A tool is a function given to the LLM. When the LLM calls a tool, it needs to understand how to use it. Therefore, we provide tool information through a tools parameter (not system message). For example:

{
  "name": "calculator",
  "description": "Multiply two integers",
  "parameters": {
    "type": "object",
    "properties": {
      "a": {"type": "integer"},
      "b": {"type": "integer"}
    }
  }
}

When we write tools in Python, we often create a tool class and use decorators to register new tools. We typically write schema conversion methods like to_openai_schema() or to_anthropic_schema() to generate tool definitions for different LLM providers.

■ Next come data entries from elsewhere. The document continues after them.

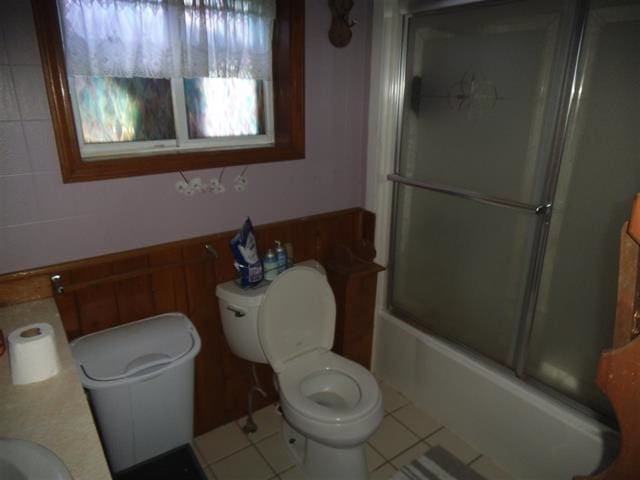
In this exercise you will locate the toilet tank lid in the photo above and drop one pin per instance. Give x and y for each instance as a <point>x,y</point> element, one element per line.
<point>233,293</point>
<point>129,352</point>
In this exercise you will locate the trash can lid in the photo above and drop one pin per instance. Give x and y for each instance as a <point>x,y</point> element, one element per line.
<point>127,351</point>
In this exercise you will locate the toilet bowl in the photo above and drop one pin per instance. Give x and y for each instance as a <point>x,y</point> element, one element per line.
<point>331,404</point>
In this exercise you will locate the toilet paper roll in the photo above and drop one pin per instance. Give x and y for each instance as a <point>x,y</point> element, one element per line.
<point>33,354</point>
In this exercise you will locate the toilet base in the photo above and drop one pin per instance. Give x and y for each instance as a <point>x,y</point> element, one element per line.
<point>322,462</point>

However, different LLM providers have different tool calling formats and protocols. This creates several problems:

  • Schema format differences: Each provider requires different JSON structures
  • Execution model differences: Tool developers must write adapter code for each LLM
  • Maintenance burden: One tool needs multiple implementations

This is where MCP (Model Context Protocol) comes in. Tool providers only need to develop one MCP server and deploy it. The MCP server:

  • Defines tools using a standardized schema
  • Hosts and executes the tools itself
  • Communicates with LLMs thorugh a unified protocol

LLMs that implement the MCP client protocol can call these tools directly without requiring tool provider to write provider-specific adapters.

Thought

Common Thought Types:

  1. Planning
  2. Analysis
  3. Decision Making
  4. Problem Solving
  5. Memory Integration
  6. Self-Reflection
  7. Goal Setting
  8. Prioritization

Chain-of-Thought: It is a prompting technique that guides a model to think through a problem step-by-step before producing a final answer. It typically starts with: Let's think step by step.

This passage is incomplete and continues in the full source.